The other lesson from the Acuity decision is that insurers cannot simply delegate the investigation of a first-party claim to outside counsel as a failsafe insulation from bad faith liability. While it seems backward to require the insurer to attempt to discover facts which would create coverage (a burden that in any other context would properly belong to the other party to the contract), some courts will continue to impose this requirement on insurers in one form or another. Even in jurisdictions which adhere to the majority “fairly debatable” doctrine, an insurer who puts its head in the sand to avoid discovering facts adverse to coverage will be charged with knowledge of those facts nonetheless. Therefore, the “head-in-the-sand” approach is ill-advised in any jurisdiction.


  1. George Carman, date unknown. See:
  2. See Dakota, Minnesota & Eastern R. Co. v. Acuity, — N.W.2d —, 2009 WL 2412140 (S.D. 2009).
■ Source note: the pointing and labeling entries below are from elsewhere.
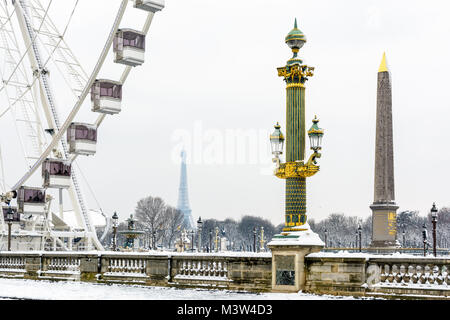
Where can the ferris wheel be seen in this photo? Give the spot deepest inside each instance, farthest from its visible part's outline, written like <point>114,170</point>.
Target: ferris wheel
<point>51,137</point>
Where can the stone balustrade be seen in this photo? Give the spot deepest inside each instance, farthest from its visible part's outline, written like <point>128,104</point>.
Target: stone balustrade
<point>12,266</point>
<point>341,273</point>
<point>375,275</point>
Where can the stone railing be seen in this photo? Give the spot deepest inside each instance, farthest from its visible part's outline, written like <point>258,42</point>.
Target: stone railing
<point>234,271</point>
<point>64,265</point>
<point>202,269</point>
<point>375,275</point>
<point>428,276</point>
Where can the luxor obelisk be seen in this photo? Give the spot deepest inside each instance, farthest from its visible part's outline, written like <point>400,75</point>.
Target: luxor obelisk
<point>384,225</point>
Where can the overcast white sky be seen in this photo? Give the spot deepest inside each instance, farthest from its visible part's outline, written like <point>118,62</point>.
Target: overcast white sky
<point>210,75</point>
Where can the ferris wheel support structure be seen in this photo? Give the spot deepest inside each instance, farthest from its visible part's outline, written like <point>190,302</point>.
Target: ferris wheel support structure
<point>40,87</point>
<point>50,108</point>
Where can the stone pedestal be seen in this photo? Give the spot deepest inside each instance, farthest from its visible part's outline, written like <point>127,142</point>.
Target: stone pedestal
<point>288,257</point>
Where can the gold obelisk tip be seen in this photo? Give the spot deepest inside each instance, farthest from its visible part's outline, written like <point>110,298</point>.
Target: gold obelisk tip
<point>383,64</point>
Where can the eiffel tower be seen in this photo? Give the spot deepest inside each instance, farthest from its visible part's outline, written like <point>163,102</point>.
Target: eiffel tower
<point>183,197</point>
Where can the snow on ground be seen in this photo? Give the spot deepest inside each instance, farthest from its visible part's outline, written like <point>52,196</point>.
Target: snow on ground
<point>47,290</point>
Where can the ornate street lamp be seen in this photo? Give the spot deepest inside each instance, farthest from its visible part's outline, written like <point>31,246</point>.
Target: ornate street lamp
<point>315,138</point>
<point>216,241</point>
<point>360,237</point>
<point>199,232</point>
<point>295,170</point>
<point>262,240</point>
<point>210,241</point>
<point>9,218</point>
<point>254,239</point>
<point>404,235</point>
<point>115,219</point>
<point>277,143</point>
<point>434,220</point>
<point>424,236</point>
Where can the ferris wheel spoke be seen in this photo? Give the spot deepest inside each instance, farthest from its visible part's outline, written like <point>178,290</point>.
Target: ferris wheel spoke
<point>25,94</point>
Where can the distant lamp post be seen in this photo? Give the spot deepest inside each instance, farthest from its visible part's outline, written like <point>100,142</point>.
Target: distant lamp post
<point>115,219</point>
<point>262,241</point>
<point>199,232</point>
<point>216,240</point>
<point>277,143</point>
<point>254,239</point>
<point>210,241</point>
<point>434,220</point>
<point>360,237</point>
<point>404,235</point>
<point>10,218</point>
<point>192,240</point>
<point>424,236</point>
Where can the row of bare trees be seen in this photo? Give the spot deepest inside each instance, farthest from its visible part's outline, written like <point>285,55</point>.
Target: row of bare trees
<point>163,225</point>
<point>341,230</point>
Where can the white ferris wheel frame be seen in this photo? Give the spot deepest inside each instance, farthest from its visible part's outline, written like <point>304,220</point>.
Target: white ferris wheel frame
<point>80,85</point>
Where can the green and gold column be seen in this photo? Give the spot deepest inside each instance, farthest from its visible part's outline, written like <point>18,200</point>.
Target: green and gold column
<point>297,240</point>
<point>294,170</point>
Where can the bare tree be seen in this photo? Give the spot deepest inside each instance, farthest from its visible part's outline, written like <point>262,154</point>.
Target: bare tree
<point>150,213</point>
<point>172,222</point>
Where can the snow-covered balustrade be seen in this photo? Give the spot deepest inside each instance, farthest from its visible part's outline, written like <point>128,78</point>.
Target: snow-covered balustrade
<point>429,273</point>
<point>64,264</point>
<point>127,266</point>
<point>12,264</point>
<point>202,270</point>
<point>377,275</point>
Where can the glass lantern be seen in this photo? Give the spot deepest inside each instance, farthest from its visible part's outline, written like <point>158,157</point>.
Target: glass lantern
<point>277,141</point>
<point>315,135</point>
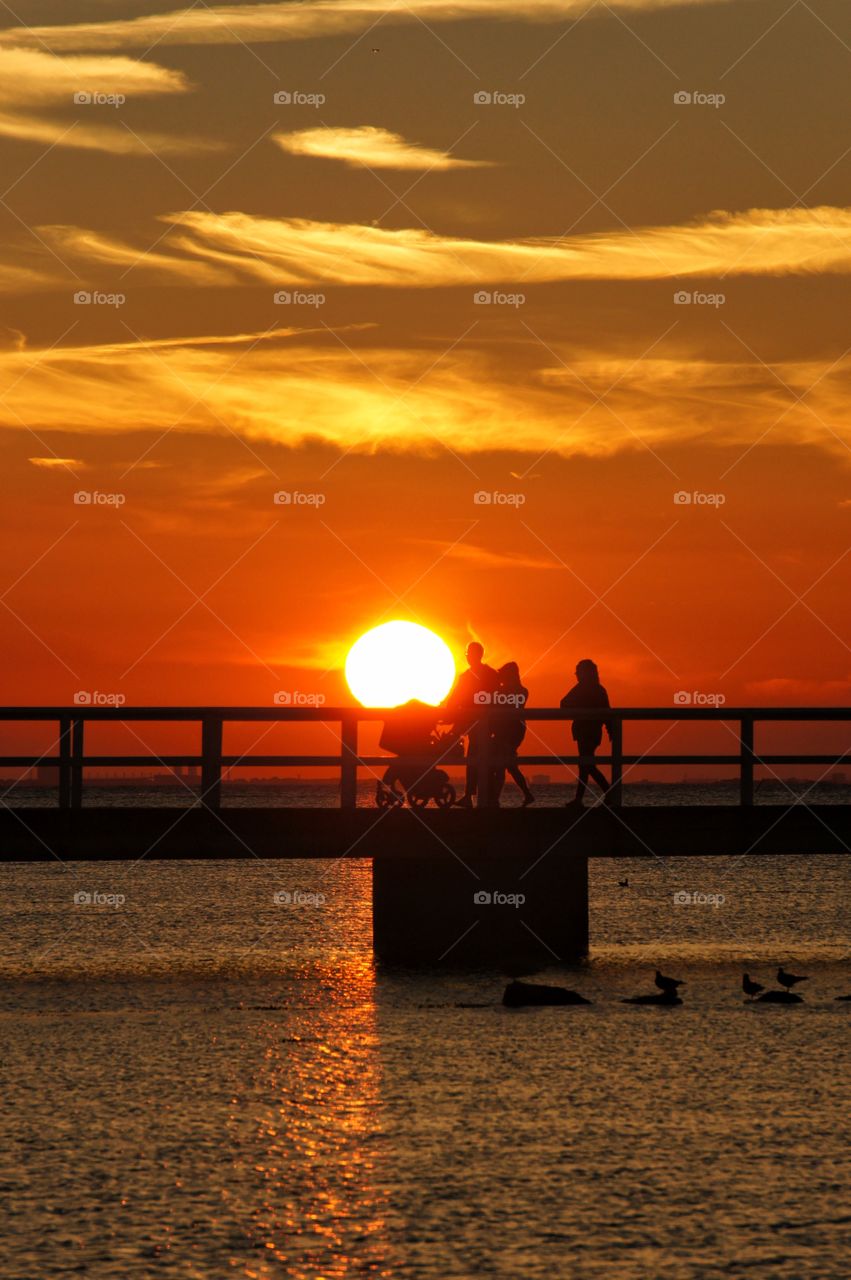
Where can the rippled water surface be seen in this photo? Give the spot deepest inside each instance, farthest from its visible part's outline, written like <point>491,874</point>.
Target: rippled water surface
<point>200,1082</point>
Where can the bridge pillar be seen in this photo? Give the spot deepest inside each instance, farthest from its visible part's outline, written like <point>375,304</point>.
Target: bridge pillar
<point>506,910</point>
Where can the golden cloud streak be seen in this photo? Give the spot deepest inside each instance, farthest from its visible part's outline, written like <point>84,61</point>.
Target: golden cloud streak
<point>298,251</point>
<point>255,23</point>
<point>284,389</point>
<point>370,147</point>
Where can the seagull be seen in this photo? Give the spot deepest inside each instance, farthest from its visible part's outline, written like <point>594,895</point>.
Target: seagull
<point>668,984</point>
<point>788,979</point>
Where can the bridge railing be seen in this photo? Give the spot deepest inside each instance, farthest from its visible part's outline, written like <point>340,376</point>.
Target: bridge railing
<point>71,758</point>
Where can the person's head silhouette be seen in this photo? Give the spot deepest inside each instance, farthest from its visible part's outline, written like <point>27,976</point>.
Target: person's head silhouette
<point>475,654</point>
<point>586,672</point>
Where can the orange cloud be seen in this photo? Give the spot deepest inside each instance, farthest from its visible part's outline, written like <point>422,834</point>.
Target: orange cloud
<point>369,147</point>
<point>254,23</point>
<point>90,87</point>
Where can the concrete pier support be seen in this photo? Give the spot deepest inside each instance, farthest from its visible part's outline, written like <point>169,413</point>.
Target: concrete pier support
<point>503,910</point>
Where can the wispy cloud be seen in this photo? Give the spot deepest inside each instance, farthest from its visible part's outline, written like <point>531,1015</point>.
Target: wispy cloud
<point>292,387</point>
<point>32,81</point>
<point>370,147</point>
<point>254,23</point>
<point>300,251</point>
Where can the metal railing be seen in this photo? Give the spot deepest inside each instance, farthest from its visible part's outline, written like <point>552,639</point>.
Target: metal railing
<point>71,759</point>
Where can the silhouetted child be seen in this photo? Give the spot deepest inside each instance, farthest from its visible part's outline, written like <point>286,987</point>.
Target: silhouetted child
<point>511,731</point>
<point>588,693</point>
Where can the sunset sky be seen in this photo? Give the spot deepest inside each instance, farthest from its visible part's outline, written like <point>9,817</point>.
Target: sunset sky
<point>375,205</point>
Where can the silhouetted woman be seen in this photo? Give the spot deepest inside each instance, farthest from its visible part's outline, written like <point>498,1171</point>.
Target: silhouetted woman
<point>511,731</point>
<point>588,693</point>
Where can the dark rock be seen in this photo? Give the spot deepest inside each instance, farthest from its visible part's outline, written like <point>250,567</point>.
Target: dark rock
<point>663,999</point>
<point>517,993</point>
<point>779,997</point>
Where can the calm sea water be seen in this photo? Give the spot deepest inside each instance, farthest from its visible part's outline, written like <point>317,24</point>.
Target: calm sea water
<point>201,1082</point>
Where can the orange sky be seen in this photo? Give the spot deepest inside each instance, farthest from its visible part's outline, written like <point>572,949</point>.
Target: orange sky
<point>384,387</point>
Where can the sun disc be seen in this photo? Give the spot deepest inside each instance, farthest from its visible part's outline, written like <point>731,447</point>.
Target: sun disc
<point>399,661</point>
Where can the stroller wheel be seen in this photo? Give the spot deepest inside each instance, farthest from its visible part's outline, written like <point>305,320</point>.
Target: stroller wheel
<point>387,798</point>
<point>445,796</point>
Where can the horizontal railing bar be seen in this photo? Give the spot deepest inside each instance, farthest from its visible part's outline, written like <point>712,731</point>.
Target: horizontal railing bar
<point>366,713</point>
<point>307,762</point>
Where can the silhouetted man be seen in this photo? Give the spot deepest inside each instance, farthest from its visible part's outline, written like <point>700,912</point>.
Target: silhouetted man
<point>472,691</point>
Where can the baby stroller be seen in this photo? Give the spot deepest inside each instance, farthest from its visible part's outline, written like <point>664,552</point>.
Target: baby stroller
<point>412,731</point>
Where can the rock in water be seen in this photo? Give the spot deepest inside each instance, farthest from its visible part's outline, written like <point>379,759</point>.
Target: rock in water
<point>663,999</point>
<point>779,997</point>
<point>517,993</point>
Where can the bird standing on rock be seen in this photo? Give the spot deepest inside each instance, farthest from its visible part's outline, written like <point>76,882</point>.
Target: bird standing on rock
<point>788,979</point>
<point>668,984</point>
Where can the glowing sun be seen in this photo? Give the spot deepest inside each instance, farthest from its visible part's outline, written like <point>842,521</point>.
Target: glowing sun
<point>399,661</point>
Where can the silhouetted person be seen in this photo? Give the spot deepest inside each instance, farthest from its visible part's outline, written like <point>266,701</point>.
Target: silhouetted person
<point>472,693</point>
<point>511,731</point>
<point>588,734</point>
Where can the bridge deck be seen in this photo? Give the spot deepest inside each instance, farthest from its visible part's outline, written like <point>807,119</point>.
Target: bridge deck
<point>100,835</point>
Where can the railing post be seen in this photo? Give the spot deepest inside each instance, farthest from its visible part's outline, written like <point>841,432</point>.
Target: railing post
<point>211,730</point>
<point>746,766</point>
<point>348,762</point>
<point>616,790</point>
<point>64,764</point>
<point>484,763</point>
<point>77,764</point>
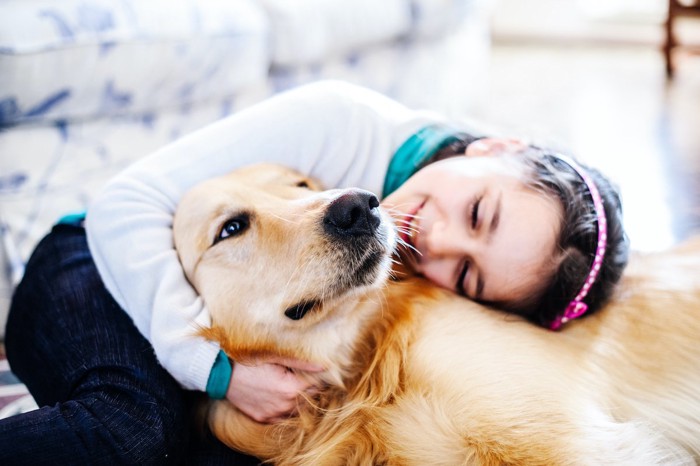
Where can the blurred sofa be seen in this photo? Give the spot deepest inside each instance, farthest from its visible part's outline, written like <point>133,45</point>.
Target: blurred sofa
<point>88,86</point>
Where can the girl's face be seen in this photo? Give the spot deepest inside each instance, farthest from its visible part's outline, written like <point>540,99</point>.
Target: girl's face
<point>471,225</point>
  3.  , — N.W.2d —, 2009 WL 2412140 (S.D. 2009).
  4.  Neither the opinion, nor a predecessor opinion involving the same dispute elaborates on how the employee qualified as an insured for UIM coverage. Typical commercial automobile policies do not provide such coverage.
  5. The truck was equipped with a “Hy-Lift” device, a pair of wheels which, when lowered, keep the truck centered on railroad tracks.
  6. The facts are taken from both the 2009 opinion, and its predecessor, Dakota, Minnesota & Eastern R. Co. v. Acuity, 720 N.W.2d 655 (S.D. 2006).
  7. 45 U.S.C. § 51, et. seq.
  8. See Dakota, Minnesota & Eastern R. Co. v. Acuity, 720 N.W.2d 655 (S.D. 2006).
  9. Dakota, Minnesota & Eastern R. Co. v. Acuity, — N.W.2d —, 2009 WL 2412140 at 15, n. 3.
  10. Acuity’s retention of counsel to provide a coverage opinion was considered by the Court to be a request for the attorney to undertake the insurer’s duty of investigation and therefore a complete delegation of Acuity’s claims handling function. That portion of the Court’s opinion is not considered herein.
  11. Id., — N.W.2d at —, 2009 WL 2412140 at 1 (internal footnote omitted).
  12. Id.
  13. That finding formed the basis for a second part of the court’s opinion, i.e., that Olson was entitled to take the deposition of Thimsen and obtain correspondence between Thimsen and Acuity despite Acuity’s claim of privilege. Id., — N.W.2d at —, 2009 WL 2412140, pp. 12-15. That portion of the court’s opinion is not discussed herein.
  14. See, e.g., Trinity Evangelical Lutheran Church & School-Freistadt v. Tower Ins. Co., 661 N.W.2d 789 (Wis. 2003); Skaling v. Aetna Ins. Co., 799 A.2d 997 (R.I. 2002); Farmland Mut. Ins. Co. v. Johnson, 36 S.W.3d 368 (Ky. 2000); Ailisch v. State Farm Mut. Auto. Ins. Co., 995 P.2d 276 (Ariz. 2000); S.W. Energy Corp. v. Continental Ins. Co., 974 P.2d 1239 (Utah 1999); Dolan v. Aid Ins. Co., 431 N.W.2d 790 (Iowa 1988).
  15. Dakota, Minnesota & Eastern R. Co. v. Acuity, — N.W.2d —, 2009 WL 2412140 at 8.
  16. Dakota, Minnesota & Eastern R. Co. v. Acuity, — N.W.2d —, 2009 WL 2412140 at 4, citing Champion v. United States Fidelity & Guar. Co., 399 N.W.2d 320, 324 (S.D. 1987).
  17. City of Daytona Beach v. Bush, 742 So. 2d 335 (Fla. 5th DCA 1999).
  18. Unfortunately, the court’s opinion contains little detail regarding the procedural posture of the case. In the event the appellant had not sought summary judgment in the trial court, the supreme court obviously could not grant that relief on appeal. However, it could and should have decided the legal question, leaving the remedy to the trial court.
  19. Tara Hills Villas, Inc. v. Columbia Ins. Group, 2008 WL 2839036 (Neb. Ct. App. 2008)(unreported).